Increased intrarenal atrial natriuretic peptide (ANP) mRNA expression has been reported in several disorders. To further investigate the action of renal ANP, we need to elucidate the exact site of its alteration in diseased kidneys. ANP mRNA and ANP were detected by in situ hybridization and immunohistochemistry in the kidneys from five normal and five diabetic rats. Renal ANP mRNA in eight normal and nine diabetic rats was measured by RT-PCR with Southern blot hybridization. In normal and diabetic rats, the distribution of ANP mRNA and ANP-like peptide was mainly located in proximal, distal, and collecting tubules.
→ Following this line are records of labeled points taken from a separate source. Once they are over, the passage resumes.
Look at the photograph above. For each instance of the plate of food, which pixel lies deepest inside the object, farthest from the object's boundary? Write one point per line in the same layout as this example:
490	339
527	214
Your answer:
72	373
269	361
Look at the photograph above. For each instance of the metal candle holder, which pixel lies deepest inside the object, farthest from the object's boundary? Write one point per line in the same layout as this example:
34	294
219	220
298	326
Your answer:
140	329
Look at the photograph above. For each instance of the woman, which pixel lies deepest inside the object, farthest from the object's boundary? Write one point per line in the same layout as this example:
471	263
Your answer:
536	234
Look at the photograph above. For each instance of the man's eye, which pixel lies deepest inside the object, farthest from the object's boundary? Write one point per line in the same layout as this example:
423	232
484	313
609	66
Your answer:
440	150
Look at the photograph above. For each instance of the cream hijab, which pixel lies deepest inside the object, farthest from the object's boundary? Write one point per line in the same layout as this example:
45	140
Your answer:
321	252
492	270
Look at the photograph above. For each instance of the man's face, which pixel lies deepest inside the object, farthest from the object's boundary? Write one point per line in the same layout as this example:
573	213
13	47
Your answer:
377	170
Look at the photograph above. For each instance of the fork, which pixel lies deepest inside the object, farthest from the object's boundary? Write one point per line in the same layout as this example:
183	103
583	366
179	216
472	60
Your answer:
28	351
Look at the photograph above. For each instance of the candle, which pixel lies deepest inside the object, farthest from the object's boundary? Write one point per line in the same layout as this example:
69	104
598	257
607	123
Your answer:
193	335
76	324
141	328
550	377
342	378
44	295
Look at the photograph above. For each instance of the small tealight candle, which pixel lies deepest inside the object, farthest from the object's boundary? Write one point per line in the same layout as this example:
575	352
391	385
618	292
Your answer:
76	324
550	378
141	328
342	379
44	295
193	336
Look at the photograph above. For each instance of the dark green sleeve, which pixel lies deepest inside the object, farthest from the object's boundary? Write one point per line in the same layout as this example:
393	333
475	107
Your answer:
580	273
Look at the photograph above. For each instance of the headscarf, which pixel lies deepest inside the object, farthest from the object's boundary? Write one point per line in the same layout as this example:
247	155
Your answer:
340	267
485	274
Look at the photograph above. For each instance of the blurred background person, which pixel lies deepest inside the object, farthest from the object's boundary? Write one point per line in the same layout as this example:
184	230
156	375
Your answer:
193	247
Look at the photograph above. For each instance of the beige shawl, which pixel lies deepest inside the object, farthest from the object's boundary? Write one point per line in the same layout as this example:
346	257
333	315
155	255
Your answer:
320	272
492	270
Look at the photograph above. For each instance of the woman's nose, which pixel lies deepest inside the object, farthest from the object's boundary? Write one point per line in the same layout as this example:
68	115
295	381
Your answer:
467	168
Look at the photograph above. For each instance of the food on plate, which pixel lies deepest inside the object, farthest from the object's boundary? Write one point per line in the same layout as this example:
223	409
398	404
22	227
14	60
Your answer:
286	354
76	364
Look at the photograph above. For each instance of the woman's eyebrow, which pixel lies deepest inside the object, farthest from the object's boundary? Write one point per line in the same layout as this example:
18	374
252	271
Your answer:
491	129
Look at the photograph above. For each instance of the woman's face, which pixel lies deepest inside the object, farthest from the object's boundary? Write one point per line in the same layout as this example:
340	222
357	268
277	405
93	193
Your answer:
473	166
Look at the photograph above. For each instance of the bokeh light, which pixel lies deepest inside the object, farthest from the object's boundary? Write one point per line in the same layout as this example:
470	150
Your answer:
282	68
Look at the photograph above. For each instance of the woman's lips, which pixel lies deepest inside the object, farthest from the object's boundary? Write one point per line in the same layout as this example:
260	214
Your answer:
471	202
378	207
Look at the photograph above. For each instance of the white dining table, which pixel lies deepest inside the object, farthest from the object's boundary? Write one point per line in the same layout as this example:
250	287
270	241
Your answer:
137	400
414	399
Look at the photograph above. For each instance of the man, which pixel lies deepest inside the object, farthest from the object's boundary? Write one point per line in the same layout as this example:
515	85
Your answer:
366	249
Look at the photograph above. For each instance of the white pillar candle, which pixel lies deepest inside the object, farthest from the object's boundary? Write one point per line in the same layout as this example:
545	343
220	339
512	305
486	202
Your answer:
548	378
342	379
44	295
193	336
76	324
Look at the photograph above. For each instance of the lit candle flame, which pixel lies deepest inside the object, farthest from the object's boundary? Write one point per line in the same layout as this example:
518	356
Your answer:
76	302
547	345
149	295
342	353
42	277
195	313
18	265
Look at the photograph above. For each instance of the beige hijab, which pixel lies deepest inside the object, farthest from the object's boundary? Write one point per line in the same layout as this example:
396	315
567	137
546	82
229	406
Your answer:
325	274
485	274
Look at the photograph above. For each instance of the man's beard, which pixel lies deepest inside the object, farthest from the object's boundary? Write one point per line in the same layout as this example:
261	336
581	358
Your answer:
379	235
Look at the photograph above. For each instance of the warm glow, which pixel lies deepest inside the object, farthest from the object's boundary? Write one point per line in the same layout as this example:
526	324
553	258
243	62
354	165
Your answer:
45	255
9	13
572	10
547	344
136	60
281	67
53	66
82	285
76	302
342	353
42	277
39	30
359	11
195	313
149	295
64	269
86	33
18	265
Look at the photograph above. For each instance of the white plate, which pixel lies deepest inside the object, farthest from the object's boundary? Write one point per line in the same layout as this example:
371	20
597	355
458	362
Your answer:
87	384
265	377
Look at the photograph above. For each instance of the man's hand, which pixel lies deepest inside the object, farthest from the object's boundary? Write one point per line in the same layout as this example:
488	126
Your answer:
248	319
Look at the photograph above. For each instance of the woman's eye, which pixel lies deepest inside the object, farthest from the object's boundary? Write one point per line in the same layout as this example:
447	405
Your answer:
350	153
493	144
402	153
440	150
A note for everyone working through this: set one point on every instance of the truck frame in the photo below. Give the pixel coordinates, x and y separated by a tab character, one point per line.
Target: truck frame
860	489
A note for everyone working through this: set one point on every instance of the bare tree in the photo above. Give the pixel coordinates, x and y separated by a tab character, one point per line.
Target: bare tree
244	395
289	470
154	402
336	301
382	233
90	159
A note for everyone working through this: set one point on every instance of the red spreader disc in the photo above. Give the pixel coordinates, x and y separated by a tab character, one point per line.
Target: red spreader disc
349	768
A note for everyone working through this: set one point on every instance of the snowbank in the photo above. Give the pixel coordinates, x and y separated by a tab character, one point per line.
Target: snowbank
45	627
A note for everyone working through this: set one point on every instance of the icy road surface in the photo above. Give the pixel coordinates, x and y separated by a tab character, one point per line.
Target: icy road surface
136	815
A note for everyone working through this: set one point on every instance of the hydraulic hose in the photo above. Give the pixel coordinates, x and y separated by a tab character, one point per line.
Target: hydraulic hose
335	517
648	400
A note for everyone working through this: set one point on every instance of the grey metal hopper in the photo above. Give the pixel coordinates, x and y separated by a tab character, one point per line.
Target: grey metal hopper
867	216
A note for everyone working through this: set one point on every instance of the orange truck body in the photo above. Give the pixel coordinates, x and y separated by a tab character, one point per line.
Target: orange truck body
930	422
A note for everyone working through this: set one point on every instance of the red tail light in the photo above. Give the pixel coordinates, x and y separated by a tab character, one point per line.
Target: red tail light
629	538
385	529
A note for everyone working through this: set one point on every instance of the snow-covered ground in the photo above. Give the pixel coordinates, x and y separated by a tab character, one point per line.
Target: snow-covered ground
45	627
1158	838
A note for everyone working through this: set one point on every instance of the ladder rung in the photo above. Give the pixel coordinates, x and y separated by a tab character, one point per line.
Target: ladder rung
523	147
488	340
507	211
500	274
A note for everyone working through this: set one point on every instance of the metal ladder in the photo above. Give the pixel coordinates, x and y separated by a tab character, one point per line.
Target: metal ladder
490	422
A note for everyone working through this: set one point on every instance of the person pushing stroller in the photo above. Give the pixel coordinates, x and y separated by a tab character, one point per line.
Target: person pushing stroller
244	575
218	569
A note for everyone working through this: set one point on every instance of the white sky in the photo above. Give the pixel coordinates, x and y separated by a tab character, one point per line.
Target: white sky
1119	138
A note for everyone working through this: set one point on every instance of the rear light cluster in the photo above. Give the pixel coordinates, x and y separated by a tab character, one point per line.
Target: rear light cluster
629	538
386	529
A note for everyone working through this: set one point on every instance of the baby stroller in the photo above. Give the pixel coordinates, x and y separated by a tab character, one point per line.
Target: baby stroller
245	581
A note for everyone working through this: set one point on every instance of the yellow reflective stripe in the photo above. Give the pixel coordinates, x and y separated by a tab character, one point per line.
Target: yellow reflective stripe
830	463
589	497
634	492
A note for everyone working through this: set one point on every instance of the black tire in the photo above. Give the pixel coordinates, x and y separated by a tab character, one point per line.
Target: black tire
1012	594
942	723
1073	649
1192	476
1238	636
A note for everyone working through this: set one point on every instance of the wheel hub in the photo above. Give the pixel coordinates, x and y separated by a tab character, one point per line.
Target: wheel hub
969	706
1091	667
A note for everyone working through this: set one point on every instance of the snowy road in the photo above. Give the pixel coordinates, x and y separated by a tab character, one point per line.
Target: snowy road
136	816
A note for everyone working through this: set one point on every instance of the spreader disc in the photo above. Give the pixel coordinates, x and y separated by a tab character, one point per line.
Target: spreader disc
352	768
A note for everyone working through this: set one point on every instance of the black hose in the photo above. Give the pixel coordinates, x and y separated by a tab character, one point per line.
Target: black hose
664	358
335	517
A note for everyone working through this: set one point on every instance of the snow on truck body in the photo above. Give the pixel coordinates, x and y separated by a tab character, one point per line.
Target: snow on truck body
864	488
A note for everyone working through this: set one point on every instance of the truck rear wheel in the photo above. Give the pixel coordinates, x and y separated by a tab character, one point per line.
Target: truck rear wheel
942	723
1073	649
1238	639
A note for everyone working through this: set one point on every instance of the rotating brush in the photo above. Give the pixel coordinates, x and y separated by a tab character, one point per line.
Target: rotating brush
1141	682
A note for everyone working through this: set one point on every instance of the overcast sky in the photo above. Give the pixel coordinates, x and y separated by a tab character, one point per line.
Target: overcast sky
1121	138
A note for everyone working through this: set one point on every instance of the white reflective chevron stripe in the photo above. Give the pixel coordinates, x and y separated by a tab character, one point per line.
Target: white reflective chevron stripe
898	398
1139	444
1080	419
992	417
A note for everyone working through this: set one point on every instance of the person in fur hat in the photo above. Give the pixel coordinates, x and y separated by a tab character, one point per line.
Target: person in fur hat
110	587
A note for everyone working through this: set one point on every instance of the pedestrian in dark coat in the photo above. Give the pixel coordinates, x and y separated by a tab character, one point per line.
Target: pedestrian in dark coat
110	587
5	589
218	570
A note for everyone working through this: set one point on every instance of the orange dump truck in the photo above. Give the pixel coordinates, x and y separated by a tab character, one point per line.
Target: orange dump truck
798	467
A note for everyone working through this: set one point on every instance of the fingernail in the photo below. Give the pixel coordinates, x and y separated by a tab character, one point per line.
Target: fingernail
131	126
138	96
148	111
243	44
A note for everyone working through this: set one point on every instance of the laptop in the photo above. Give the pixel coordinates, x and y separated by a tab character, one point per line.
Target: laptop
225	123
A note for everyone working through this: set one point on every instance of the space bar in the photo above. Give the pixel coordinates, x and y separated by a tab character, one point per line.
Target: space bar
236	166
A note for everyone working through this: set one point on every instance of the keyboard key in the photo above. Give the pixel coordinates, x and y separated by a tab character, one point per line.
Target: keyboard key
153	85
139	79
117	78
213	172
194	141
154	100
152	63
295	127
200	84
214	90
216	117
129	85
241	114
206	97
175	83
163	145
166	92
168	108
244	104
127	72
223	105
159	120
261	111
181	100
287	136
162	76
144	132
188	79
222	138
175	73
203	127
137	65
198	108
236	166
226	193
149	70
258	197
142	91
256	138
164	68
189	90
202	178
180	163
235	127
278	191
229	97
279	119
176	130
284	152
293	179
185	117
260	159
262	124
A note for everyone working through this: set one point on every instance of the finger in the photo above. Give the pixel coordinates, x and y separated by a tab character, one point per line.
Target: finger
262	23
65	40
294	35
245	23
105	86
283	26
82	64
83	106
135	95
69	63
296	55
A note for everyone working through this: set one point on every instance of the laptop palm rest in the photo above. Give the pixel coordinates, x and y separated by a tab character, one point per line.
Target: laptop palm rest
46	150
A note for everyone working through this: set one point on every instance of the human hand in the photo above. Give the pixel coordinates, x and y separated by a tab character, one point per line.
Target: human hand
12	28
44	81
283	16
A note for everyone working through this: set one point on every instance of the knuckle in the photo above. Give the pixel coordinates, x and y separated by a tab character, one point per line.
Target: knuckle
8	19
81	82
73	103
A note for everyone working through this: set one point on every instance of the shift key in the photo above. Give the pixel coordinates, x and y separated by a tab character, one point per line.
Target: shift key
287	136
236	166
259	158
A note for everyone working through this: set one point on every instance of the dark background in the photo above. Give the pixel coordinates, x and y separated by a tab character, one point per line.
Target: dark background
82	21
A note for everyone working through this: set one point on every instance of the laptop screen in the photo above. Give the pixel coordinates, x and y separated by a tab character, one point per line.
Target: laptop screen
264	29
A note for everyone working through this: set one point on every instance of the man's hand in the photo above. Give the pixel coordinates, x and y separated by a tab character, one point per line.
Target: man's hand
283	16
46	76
However, diabetic rats had significant enhancement of ANP mRNA and ANP-immunoreactive staining in the proximal straight tubules, medullary thick ascending limbs, and medullary collecting ducts. ANP mRNA in the outer and inner medulla of nine diabetic rats increased 5.5-fold and 3.5-fold, but only 1.8-fold in the renal cortex. This preliminary study showed that ANP mRNA and ANP immunoreactivity in proximal straight tubules, medullary thick ascending limb, and medullary collecting ducts apparently increased in diabetic kidneys. These findings imply that ANP synthesis in these nephrons may involve in adaptations of renal function in diabetes.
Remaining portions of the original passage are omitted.